Sending Data From a Socket via TCP - Linux

The best way to describe the implementation of a complex protocol like TCP is to follow the data as it flows through the protocol. For the remaining part of this chapter, the send-side processing of TCP will be examined. It is important to keep in mind that TCP is probably the most complex part of the TCP/IP protocol suite. Because TCP provides a connection-oriented service at the transport layer, it is far more complicated than UDP. TCP must manage the relationship between the local host and the remote host, including retransmitting bad and lost packets, managing the connection state machine, buffering the data, and setting up and breaking down the connection. In addition, as will be seen, it does much more than this. Linux TCP implements all of the enhancements for security, reliability, and performance that have been developed in more than 20+ years since TCP was first specified in RFC 793. This section focuses primarily on the connection with the socket, how data is removed from the application and placed in queues for transmission. Next, Section discusses the actual packet transmission, covers the data structures used to keep control variables and configuration options, and covers the TCP timers used primarily on the send side of the connection. Figure shows the TCP connection state for the sending side.

TCP send state diagram

TCP send state diagram TCP send state diagram

Let’s look at how the send side of the protocol handles write information passed from the socket layer. Once an application layer program opens a socket of type SOCK_STREAM, the TCP protocol is invoked to process all write requests for data transfers through the open socket. The transmission of data through TCP is controlled primarily by the state of the connection with the peer and the availability of data in the send buffer. Because of the asynchronous nature of TCP, actual data transmission is independent of the application layer, as it writes data into the socket layer buffers. In general, TCP gathers the data into segments and passes it to the peer machine when there is available bandwidth in the network. This is different from UDP where the userlevel process controls transmission, because with UDP, a write of data to the socket results directly in the transmission of a datagram. When any of the socket layer write functions are invoked by the application, TCP copies the data into a list of socket buffers, which are queued up for later transmission. Most of the work associated with writing in a socket involves determining the type of socket buffer and managing the queue of buffers. It must be determined whether the transmission interface has scatter-gather capability, otherwise known as chained DMA. If the interface has scatter-gather support, TCP sets up a transfer of a chain of buffers to the networking device. In this case, TCP uses the fragment list in the shared info structure of the skbuf. In addition, TCP maintains a queue of socket buffers, so the send function must also determine if there is room for more data in the current socket buffer or if a new one must be allocated.

The Tcp_sendmsg Function

The tcp_msgsend function, defined in file linux/net/ipv4/tcp.c, is invoked when any user-level write or message sending function is invoked on an open SOCK_STREAM type socket. All the write functions are converted to calls to this function at the socket layer. The best way to show the operation of TCP on the send side is to examine this function, so we will follow it to see how it processes the data.
The socket layer is able to find tcp_sendmsg because it is referenced by the sendmsg field of the protocol block structure, prot, which is initialized at compile time in the file linux/net/ipv4/tcp_ipv4.c. The protocol block functions for TCP are shown in Table Tcp_sendmsg collects all the TCP header information possible, copies the data into socket buffers, and queues the socket buffers for transmission. It makes heavy use of the TCP options structure described. Tcp_sendmsg also sets many fields in the TCP control block structure, described in Section, which is used to pass TCP header information to the transmission side of the TCP protocol.
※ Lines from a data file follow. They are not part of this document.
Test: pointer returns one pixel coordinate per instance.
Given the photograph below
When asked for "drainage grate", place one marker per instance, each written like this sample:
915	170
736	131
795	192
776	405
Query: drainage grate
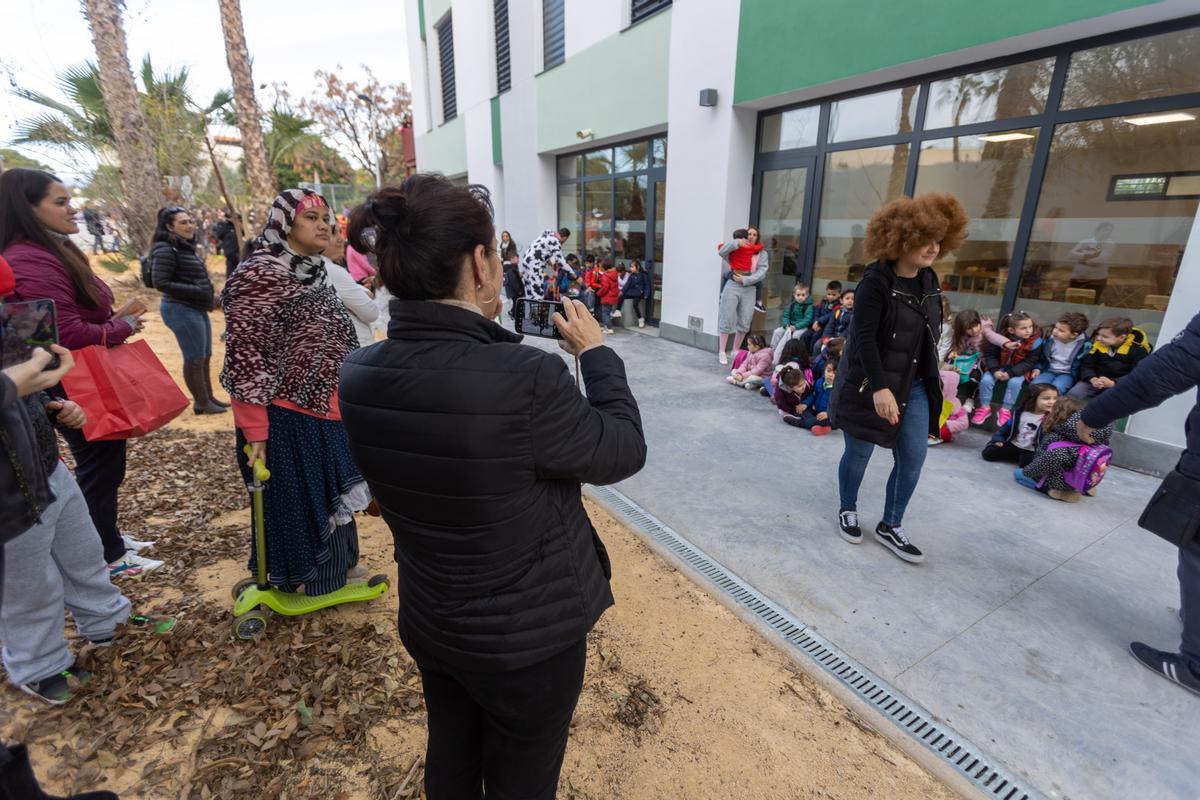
940	739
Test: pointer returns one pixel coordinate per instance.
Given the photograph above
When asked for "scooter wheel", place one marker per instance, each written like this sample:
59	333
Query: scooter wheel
241	585
250	625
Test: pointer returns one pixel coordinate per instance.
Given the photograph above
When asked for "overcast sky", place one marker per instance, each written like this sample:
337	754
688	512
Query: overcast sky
288	42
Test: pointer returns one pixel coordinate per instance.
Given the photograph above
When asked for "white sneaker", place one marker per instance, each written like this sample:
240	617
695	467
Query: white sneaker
133	560
135	545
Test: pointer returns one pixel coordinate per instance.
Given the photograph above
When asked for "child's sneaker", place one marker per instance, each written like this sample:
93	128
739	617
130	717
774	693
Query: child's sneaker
847	527
58	689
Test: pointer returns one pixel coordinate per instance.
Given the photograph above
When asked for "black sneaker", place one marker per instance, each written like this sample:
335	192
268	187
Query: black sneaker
58	689
1170	666
847	527
895	541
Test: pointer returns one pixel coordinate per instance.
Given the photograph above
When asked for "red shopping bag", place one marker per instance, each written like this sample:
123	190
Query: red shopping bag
124	390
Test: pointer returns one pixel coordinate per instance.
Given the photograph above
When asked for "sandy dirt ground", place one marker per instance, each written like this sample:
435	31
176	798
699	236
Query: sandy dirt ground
681	698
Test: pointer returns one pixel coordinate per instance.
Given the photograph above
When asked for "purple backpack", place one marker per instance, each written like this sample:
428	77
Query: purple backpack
1090	465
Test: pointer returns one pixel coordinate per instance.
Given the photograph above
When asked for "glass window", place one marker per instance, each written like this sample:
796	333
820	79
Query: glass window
989	174
780	222
1155	66
1019	90
633	156
880	114
790	130
1107	256
570	197
598	218
857	182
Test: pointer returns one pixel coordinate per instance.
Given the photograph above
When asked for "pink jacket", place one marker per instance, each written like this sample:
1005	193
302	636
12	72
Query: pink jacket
41	276
757	364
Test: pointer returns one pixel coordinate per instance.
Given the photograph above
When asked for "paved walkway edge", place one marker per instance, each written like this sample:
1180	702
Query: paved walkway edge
880	722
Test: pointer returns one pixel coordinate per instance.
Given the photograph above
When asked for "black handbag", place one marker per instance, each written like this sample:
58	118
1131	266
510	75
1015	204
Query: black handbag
1174	512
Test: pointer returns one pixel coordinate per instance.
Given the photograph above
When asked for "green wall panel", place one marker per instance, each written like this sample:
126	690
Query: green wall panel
444	149
618	84
789	44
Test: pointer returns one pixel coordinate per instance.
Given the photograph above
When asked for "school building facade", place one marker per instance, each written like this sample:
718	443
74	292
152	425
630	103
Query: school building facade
653	128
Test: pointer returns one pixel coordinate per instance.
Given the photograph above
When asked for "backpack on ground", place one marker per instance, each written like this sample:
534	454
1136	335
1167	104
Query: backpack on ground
1091	464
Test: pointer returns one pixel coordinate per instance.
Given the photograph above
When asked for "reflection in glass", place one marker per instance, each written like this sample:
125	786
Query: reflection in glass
598	218
857	182
1110	257
570	198
989	174
1019	90
780	222
883	113
1155	66
789	130
633	156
The variable iov is to retrieve the IO vector pointer in the message header structure in the argument msg. Tp points to the TCP options that will be retrieved from the sock structure sk. Skb is a pointer to a socket buffer that will be allocated to hold the data to be transmitted. Iovlen is set to the number of elements in the iovec.

struct iovec *iov;

The TCP options are retrieved from the sock structure and the sock structure is locked.

Mss_now holds the current maximum segment size (MSS) for this open socket.
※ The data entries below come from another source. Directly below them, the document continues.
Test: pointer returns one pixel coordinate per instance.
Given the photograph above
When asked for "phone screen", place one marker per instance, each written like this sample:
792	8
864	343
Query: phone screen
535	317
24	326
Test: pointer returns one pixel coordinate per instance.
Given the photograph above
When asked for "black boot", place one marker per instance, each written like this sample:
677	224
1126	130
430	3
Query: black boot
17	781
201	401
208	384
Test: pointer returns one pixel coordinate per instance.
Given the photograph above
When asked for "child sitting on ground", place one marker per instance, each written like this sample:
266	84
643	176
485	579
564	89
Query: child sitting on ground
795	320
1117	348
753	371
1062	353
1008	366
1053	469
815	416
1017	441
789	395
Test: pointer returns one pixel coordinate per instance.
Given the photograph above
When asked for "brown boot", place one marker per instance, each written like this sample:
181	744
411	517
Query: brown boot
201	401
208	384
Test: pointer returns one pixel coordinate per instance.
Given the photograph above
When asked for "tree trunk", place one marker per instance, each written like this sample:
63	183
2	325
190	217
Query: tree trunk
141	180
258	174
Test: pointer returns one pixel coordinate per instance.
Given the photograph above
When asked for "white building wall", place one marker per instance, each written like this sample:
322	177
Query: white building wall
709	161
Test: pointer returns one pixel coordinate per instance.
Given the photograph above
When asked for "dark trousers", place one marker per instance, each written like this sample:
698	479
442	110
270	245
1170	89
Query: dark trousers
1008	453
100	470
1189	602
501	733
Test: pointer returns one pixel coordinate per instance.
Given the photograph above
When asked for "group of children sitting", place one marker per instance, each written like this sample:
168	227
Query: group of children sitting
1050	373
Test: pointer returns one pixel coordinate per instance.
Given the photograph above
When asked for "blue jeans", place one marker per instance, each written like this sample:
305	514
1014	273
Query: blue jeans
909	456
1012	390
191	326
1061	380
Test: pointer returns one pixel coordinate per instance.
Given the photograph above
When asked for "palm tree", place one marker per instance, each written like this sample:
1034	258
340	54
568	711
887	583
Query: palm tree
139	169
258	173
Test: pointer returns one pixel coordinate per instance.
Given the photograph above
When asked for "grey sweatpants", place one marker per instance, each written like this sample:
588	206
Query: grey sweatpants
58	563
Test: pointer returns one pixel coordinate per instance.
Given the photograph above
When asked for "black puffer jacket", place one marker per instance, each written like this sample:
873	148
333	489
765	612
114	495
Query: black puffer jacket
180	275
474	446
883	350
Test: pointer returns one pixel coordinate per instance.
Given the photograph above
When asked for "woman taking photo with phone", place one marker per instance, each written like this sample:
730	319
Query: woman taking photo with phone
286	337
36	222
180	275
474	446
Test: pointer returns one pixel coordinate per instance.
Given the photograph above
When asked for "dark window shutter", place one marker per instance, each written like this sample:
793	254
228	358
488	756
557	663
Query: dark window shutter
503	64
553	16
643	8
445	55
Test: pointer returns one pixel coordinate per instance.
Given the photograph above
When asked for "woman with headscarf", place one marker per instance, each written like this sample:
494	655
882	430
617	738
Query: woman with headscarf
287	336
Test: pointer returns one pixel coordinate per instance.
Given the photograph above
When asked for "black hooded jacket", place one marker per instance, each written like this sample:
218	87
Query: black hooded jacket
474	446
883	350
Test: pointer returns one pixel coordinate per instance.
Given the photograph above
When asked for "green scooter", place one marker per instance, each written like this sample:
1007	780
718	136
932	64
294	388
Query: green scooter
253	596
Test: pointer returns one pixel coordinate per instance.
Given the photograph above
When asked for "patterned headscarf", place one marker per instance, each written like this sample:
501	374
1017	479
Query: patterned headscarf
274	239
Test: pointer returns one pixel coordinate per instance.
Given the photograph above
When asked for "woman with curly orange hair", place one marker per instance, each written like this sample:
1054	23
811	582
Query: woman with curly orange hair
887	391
The value of the SO_SNDTIMEO option is put in timeo unless the MSG_DONTWAIT flag was

set for the socket. timeo = sock_sndtimeo(sk, flags&MSG_DONTWAIT);

The next thing tcp_sendmsg does is wait for a connection to be established before sending the packet. The state of the connection for this open socket is checked, and if the connection is not already in the TCPF_ESTABLISHED or TCPF_CLOSE_WAIT state, TCP is not ready to send data so it must wait for a connection to be established. The value of the timeout set with the SO_SNDTIMEO socket option is passed into the wait_for_tcp_connect function.

The SOCK_ASYNC_NOSPACE bit in flags is cleared to indicate that this socket is not currently waiting for more memory.

clear_bit(SOCK_ASYNC_NOSPACE, &sk->sk_socket->flags);

Mss_now is set to the current mss for this socket. The function tcp_current_mss takes into account MTU discovery, the negotiated MSS, and the TCP_MAXSEG option

mss_now = tcp_current_mss(sk);

Now, set up to send the data. Get iov and iovlen from the msghdr structure. Get ready to start copying the data into socket buffers.

If the application called shutdown with how set to one, this means that a socket shutdown on the send side of the socket has been requested, so get out.

if (sk->err || (sk->shutdown&SEND_SHUTDOWN)) goto do_error;

The IO vector structure is the mechanism where data is retrieved from user space into kernel space. Iovlen is the number of iov buffers queued up by the socket send call.

while (—iovlen >= 0) {

Seglen is the length of each iov, and from points to the data to be copied.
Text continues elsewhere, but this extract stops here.